With a single thrust, he collapsed the cottage, the material pressed down until it vanished into the earth. Atop the site where the cottage had been, he began to lay the foundations for a greater building. As unmoving as the mausoleum he was constructing, Hades built a monument to Jardin Soir. Flowers were carved throughout, spinning and dancing as they curled along the supporting pillars. Sheltered beneath their leaves were smaller buds. Vibrant paint was applied to the facade, making it glow like a living garden in the sunlight. Four entrances lead into the inner sanctum, and it was in here he moved Jardin’s possessions, placing the objects upon enchanted pedestals that would preserve them.
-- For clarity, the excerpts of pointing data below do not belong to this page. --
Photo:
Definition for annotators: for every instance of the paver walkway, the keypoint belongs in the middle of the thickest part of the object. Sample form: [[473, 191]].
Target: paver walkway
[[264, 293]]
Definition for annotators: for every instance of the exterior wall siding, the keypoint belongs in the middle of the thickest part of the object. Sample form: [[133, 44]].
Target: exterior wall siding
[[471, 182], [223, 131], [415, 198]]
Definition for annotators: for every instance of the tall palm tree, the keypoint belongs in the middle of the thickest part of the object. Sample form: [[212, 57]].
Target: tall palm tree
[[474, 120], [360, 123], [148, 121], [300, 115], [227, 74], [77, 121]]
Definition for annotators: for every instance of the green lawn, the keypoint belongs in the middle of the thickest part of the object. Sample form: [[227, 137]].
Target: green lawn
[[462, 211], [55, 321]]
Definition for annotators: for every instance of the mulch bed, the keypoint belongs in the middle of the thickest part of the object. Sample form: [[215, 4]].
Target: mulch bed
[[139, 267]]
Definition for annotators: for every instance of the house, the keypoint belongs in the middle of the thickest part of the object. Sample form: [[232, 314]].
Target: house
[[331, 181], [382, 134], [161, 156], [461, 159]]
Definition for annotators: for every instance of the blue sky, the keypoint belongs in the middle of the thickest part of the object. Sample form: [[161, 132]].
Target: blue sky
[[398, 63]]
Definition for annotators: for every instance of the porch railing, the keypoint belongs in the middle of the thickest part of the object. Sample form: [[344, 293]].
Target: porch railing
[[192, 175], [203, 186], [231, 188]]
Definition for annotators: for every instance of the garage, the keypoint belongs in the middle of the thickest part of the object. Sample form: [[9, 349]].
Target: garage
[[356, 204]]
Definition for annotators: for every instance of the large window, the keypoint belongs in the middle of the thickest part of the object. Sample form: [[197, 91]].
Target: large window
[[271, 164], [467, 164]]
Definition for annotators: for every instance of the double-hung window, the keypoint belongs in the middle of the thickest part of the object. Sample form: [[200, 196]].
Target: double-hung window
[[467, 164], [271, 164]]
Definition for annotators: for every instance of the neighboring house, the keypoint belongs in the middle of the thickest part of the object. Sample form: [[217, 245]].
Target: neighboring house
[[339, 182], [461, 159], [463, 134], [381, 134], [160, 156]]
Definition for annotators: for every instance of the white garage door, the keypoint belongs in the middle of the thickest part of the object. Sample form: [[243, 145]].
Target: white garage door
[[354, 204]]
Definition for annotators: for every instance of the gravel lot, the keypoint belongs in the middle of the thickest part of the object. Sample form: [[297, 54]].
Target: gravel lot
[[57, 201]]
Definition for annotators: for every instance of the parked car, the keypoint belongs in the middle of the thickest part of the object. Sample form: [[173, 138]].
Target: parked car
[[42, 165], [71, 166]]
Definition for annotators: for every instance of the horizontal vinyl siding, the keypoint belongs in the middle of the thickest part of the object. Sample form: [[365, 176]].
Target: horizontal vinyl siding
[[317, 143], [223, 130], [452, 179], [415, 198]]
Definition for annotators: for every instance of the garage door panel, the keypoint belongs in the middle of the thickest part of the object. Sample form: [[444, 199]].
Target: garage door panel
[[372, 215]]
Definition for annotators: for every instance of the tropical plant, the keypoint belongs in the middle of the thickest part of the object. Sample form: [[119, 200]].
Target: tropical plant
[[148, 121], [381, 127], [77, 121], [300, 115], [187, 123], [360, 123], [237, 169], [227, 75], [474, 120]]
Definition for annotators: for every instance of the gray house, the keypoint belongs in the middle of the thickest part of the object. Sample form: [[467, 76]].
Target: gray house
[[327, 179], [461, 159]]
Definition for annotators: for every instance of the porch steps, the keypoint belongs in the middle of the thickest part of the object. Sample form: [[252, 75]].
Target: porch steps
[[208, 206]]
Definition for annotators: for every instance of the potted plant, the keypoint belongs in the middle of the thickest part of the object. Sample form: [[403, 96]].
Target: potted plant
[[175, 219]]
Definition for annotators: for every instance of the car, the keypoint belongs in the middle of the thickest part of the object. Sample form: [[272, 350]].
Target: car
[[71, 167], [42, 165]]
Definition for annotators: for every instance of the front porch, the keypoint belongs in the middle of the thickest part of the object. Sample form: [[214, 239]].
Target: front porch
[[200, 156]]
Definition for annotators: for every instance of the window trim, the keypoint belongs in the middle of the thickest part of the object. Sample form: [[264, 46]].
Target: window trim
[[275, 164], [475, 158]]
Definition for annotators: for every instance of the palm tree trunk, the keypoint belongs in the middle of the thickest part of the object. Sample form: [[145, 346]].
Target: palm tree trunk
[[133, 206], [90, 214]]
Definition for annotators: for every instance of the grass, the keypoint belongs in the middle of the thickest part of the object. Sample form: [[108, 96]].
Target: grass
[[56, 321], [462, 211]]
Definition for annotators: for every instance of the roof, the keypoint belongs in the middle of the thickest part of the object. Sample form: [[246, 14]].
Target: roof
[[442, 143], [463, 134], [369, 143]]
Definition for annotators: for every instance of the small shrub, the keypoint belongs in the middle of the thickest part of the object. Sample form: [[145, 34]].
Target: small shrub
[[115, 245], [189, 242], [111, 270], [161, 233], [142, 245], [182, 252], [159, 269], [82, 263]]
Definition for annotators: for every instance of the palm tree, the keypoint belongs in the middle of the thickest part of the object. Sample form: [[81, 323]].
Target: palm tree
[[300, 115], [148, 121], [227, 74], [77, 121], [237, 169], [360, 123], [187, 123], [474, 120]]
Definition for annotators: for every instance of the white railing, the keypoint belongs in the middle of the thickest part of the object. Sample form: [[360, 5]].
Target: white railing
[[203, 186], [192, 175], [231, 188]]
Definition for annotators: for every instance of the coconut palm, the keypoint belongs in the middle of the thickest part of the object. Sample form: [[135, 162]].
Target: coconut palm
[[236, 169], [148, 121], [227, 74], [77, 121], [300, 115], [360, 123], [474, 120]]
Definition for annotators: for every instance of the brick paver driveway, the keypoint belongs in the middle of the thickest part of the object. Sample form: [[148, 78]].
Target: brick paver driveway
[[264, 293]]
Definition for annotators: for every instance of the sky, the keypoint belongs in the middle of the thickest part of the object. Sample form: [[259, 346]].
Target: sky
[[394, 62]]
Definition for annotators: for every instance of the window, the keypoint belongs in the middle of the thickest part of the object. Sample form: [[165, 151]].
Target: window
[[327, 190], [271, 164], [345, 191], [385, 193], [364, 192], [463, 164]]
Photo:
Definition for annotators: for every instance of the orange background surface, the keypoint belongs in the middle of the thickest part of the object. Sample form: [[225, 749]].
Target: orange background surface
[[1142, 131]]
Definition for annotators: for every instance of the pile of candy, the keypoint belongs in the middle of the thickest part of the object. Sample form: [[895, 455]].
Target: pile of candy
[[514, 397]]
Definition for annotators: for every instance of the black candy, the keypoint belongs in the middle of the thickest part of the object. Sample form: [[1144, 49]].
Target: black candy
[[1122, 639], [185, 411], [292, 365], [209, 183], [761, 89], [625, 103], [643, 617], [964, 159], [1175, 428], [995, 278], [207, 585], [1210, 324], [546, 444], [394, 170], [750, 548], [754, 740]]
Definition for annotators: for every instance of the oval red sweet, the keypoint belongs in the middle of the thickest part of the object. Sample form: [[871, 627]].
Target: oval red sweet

Above the entrances he placed an icon of the sun similar to the one held by the village priestess.

The roof was left open above her tomb, enchantments weaved through the walls. Never would rain touch the mausoleum floor and no cloud would sully the sky above, a finger of light, either sun or moon, always illuminating the sacred grounds.

Finally he crafted the tomb itself. In contrast to the rest of the edifice, it was a single, plain slab, rough and left natural. Hollowing out a space for Jardin, Hades placed her inside wrapped in a silk shroud. Onto the lid her carved her name in her native language and that of the ancient aethyir, followed by a simple epitaphe that proclaimed, ‘Protector. Hero. Saint. Mother.’

Struck by an idea, Hades pulled four last blocks to the site, placing them as menhirs before the entrances. Onto each of their sides he laid a last enchantment, one that would both ensure the site was protected from desecration, and that would tell the tale of the valley. The Dreamer’s Stones, they would become known as, with pilgrims traveling across the world to visit.

His task completed, he looked down at Soir. “Come,” he whispered, “we have to catch up to my brother so no more fillies have to lose their mothers.”

Placing Soir upon his back, Hades began the hunt for Zeus, and the other alicorns.